Mohave County Geology: Geologic hazards
The loss of human life is always tragic. It is most shocking when it’s caused by a natural event on a scale that’s incomprehensible to humans such as an earthquake, a landslide or a flash flood. There’s nothing a human can do that will stop the forces that cause these events. They can only get out of the way, if possible.
In 1983, after a heavy snowpack in the mountains, the railroad tracks and highway that passed through the small town of Thistle, Utah, started to buckle. On April 17, the town was given two hours to evacuate. That night the hillside gave way, sending a mudslide that buried the entire town. Luckily, no one was hurt but the town was a complete loss and today lies as a half-buried ghost town.
Forty-three people were lost in the mudslide of March 22, 2014, near the town of Oso in Washington state. An after-action report that investigated the area found that geologists had discovered evidence of previous mudslides in the geologic past and had warned state authorities of the potential of future mudslides.

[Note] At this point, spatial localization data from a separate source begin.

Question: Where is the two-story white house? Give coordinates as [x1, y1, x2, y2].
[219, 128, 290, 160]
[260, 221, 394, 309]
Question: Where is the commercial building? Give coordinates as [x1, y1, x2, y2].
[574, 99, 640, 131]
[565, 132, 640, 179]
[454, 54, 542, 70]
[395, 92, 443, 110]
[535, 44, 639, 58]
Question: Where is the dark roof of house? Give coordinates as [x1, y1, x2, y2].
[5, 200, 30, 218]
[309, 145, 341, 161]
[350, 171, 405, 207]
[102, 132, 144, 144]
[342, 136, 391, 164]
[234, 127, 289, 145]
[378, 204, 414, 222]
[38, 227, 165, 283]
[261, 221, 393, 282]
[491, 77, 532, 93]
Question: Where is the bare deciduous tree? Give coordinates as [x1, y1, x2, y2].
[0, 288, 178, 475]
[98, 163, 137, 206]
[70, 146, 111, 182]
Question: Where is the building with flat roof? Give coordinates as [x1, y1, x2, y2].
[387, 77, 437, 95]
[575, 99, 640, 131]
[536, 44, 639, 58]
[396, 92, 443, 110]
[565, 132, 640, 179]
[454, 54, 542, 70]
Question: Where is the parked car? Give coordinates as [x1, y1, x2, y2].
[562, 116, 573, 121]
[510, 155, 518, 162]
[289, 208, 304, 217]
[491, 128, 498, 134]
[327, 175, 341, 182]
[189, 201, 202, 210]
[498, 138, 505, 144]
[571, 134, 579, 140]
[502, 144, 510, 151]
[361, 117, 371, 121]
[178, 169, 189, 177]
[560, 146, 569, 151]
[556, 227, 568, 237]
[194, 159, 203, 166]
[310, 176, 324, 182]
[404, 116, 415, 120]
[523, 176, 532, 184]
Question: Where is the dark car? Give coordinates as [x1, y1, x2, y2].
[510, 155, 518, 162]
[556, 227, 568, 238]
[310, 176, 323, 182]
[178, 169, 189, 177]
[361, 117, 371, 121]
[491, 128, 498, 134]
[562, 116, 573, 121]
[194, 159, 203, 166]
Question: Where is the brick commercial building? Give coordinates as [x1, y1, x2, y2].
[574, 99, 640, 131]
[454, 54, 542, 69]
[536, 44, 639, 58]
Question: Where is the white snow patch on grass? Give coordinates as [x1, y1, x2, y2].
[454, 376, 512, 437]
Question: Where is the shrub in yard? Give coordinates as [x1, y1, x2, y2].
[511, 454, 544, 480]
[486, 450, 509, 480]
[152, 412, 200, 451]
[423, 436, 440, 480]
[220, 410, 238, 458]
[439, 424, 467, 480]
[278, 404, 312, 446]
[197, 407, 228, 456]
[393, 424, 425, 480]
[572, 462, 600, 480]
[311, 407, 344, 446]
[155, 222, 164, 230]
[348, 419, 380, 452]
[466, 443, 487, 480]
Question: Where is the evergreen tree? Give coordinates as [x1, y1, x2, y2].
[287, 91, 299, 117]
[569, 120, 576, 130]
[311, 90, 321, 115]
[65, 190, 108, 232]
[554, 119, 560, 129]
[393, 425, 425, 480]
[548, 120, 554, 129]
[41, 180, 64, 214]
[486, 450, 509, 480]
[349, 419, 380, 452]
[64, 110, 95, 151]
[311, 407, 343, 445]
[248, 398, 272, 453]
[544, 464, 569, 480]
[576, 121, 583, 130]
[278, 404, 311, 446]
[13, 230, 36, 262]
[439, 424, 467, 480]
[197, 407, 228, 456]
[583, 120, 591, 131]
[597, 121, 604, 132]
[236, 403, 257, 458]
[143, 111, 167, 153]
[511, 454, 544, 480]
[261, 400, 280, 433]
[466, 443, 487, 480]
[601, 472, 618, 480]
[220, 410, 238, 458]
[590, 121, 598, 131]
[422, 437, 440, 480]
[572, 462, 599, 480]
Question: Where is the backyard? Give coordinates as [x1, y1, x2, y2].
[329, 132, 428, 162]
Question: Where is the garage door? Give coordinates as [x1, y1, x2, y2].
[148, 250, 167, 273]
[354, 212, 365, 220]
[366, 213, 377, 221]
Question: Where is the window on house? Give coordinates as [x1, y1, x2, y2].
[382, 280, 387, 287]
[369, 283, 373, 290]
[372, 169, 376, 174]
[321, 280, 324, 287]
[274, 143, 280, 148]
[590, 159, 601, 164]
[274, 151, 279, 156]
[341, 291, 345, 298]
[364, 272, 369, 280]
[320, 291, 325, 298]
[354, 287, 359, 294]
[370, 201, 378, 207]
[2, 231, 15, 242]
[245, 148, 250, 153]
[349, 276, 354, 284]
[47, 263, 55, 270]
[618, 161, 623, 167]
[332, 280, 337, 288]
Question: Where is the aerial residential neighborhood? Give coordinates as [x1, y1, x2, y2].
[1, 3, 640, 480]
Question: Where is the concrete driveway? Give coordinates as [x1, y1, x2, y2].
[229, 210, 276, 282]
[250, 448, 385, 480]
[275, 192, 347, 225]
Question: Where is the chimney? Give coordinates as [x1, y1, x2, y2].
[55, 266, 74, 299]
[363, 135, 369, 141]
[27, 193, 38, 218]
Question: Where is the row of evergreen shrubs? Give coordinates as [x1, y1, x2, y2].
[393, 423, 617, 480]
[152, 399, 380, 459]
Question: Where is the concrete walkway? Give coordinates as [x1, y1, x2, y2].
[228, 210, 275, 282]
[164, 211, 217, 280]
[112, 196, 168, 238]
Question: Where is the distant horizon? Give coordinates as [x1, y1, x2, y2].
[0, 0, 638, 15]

In my estimation, the city with the greatest potential for a natural disaster of tremendous size is not Los Angeles, although it’s high on the list. It’s Seattle, Washington. Geologists have found evidence of numerous lahars in the recent past emanating from the slopes of Mt. Rainier and crashing through the present site of Seattle – stopping only when they reached the sea. A lahar is a mudslide filled with rocks, trees and whatever is in its path that forms because of a volcanic eruption that instantly melts millions of gallons of water held in the form of snow on the volcano’s slopes. A lahar can flow as fast as 100 miles an hour down the mountain, not giving much time for warnings or evacuations.
Mt. Saint Helens was a precursor of what can happen. Luckily, the force of the eruption and the lahar went to the east, away from population centers. It would’ve been a different story had the eruption gone to the west.
In Mohave County we are fortunate that we have few geologic hazards. We’re not in a steep-walled mountain canyon with the potential for mudslides or near an active volcano or a fault with the potential to cause an earthquake. But that’s not to say there aren’t geologic hazards. Our geologic hazards are a result of where we decide to build our homes.
Gravity is a powerful force. All things that are above us have the potential to be pulled down on top of us by gravity. There are homes being built and some already built that are below cliff faces. The number of large boulders that have rolled down the cliff face prove that boulders occasionally break free from the cliff and tumble down. When will this happen again? No one knows. It could be tomorrow or it could be in 100 years. That’s why many people don’t heed the warning nature gives us and are willing to take the gamble.
Along the Colorado River, in Mohave Valley, are mesas that overlook the valley. These make for home sites with great views, especially the ones right on the edge. These mesas are made of alluvium cemented by caliche. As the houses are built and the residents put in landscaping that requires watering, the water might seep into the alluvium, weakening the caliche cement. Eventually, gravity will win and the alluvium will erode. When will this happen? Hard to tell. it depends on the amount of watering, the steepness of the cliff and the amount of rainfall that infiltrates the sediments. Again, people are willing to take the gamble.
Many of the washes in Golden Valley have flood plains - the flat areas along the sides of washes where water overflows during flash floods. These flood plains are designated as 10-year flood plains or 100-year flood plains but it seems that 100-year flash floods are happening every several years. Why do local authorities allow people to build in flood plains? I understand that the homeowners have to buy flood insurance, but doesn’t that just spread the risk to more people for something that we know will happen?
The retention basins seen around Kingman are a great way to help control runoff. The one at Southern and Eastern, the “green hole,” prevents runoff from flooding homes and makes a great place for kids to play soccer. It also helps with water infiltration to help put water back in the aquifer. I have a small retention basin in my front yard to catch runoff from my property. My landscaping doesn’t need a drip system and the Joshua trees are doing great!
It’s human nature to ignore the warnings from the scientific community when it comes to something that might happen in the future. Geologic hazards are a fact of life. We ignore them at our peril and, if nothing happens during our lifetime, we’ve gambled and won. Just don’t tell that to the people of Oso, Washington.